Mastodon

Monolog

Kişisel görüşler, düşünceler ve deneyimler. Her şeyin dönüştüğü bir çağda söyleyecek bir şeyim var.

İklim

Santorini Tehlike Sinyalleri Veriyor

Akdeniz bölgesinde son yıllarda doğal afetlerde gözle görülür bir artış yaşanıyor ve bu durum dünya genelindeki eğilimlerle paralellik gösteriyor. Akdeniz, Afrika ve Avrasya levhalarının çarpışma bölgesinde yer alıyor. Bu jeolojik yapı, bölgede deprem ve volkanik aktivite riskini her zaman barındırıyor.

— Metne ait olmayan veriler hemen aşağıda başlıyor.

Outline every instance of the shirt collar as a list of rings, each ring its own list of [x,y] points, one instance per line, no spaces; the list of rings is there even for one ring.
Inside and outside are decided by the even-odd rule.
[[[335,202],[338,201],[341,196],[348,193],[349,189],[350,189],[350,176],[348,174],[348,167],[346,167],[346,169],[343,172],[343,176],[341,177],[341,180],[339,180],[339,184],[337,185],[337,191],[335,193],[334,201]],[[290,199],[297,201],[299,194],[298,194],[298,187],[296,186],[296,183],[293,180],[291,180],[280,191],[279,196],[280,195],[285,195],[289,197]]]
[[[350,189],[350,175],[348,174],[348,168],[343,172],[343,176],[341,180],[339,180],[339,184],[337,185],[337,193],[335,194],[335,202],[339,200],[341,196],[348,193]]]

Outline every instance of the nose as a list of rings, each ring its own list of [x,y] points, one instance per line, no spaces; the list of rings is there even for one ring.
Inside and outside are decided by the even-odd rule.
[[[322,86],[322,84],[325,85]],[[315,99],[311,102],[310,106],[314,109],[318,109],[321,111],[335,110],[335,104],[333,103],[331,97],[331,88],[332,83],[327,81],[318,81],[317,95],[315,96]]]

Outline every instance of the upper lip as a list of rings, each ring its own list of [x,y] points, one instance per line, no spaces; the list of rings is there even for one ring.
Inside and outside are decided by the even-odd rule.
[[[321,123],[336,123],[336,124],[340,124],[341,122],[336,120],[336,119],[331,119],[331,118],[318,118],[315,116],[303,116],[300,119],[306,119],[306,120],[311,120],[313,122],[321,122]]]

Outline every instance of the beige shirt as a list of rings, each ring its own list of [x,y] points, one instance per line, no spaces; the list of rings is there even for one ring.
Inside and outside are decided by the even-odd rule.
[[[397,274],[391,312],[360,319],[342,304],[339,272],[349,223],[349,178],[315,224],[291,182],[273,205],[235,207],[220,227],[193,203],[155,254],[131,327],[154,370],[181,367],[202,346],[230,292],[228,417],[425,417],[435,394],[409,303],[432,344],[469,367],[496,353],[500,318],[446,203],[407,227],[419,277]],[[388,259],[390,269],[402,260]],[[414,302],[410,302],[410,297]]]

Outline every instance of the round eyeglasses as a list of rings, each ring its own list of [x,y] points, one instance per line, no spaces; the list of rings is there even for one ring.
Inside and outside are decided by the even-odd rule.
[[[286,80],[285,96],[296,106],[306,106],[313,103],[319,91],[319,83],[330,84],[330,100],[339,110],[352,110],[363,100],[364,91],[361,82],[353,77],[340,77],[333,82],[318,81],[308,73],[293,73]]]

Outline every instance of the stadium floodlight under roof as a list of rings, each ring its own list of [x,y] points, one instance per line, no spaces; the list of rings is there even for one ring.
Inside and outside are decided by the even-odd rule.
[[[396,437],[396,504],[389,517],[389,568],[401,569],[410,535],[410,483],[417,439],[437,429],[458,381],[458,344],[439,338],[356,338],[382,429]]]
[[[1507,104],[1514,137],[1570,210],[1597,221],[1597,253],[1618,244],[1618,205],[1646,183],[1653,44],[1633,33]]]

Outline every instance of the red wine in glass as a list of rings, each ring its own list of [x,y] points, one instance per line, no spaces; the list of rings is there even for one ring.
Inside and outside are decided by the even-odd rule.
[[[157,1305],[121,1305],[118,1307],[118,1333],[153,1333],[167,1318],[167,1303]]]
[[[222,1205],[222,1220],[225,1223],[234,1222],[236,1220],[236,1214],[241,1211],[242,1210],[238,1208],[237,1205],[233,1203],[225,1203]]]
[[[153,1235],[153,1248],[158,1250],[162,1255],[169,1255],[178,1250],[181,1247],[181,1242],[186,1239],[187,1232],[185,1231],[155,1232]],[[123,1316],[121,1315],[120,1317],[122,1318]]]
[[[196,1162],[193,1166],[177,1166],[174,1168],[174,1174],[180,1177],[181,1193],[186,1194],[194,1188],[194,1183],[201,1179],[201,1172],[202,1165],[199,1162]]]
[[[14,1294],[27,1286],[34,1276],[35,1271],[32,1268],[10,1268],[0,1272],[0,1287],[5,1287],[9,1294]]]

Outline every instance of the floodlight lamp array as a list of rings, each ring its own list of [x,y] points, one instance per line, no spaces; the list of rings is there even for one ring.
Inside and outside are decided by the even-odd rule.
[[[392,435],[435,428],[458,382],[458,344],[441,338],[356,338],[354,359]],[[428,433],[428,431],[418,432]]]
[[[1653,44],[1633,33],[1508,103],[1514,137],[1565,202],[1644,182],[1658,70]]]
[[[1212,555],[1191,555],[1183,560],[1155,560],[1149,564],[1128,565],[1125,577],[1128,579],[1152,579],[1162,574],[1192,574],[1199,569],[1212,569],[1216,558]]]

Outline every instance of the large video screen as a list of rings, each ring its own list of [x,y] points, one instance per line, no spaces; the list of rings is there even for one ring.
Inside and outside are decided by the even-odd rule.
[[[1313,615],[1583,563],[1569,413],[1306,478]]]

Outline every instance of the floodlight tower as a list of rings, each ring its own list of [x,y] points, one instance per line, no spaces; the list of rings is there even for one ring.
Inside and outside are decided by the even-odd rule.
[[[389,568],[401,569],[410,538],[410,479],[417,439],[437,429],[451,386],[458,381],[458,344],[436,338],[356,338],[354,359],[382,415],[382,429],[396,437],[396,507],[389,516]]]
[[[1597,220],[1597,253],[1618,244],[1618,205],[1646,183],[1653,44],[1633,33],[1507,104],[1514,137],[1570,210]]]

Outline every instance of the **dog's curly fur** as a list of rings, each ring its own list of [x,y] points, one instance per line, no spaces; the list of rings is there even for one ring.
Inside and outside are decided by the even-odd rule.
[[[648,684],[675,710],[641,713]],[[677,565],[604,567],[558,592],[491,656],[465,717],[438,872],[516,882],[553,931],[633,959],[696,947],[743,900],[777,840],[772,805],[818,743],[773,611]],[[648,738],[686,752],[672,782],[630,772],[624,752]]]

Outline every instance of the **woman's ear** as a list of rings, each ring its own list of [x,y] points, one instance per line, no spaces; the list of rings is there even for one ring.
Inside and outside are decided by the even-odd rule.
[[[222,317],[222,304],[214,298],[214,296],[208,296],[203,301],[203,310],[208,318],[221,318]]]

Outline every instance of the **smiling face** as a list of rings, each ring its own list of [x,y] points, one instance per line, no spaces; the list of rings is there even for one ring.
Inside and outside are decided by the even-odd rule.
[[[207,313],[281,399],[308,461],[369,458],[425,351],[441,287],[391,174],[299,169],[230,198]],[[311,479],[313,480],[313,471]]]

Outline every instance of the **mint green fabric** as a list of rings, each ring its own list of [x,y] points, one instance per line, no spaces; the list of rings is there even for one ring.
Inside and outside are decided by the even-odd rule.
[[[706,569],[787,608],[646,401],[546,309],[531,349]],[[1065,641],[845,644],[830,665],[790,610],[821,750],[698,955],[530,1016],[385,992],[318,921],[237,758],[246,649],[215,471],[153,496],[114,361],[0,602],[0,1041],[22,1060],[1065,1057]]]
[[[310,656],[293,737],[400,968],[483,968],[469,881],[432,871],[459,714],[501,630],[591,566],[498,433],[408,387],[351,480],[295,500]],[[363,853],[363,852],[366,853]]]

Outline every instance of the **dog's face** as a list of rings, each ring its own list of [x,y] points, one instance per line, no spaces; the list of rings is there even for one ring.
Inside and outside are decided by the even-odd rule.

Bu nedenle bölge, tarih boyunca sık sık deprem ve volkanik aktiviteye sahne olmuştur. Ancak son günlerde Santorini’de gözlenen sismik hareketler, bilim dünyasını endişelendiriyor.

Özellikle son yıllarda yaşanan felaketlerin boyutlarını düşündüğümüzde, Santorini’deki hareketlilik dünyanın ilgisini bu bölgeye çekiyor. Doğal afetler, yalnızca sıklığıyla değil, ölçeğiyle de dünyayı şaşırtıyor.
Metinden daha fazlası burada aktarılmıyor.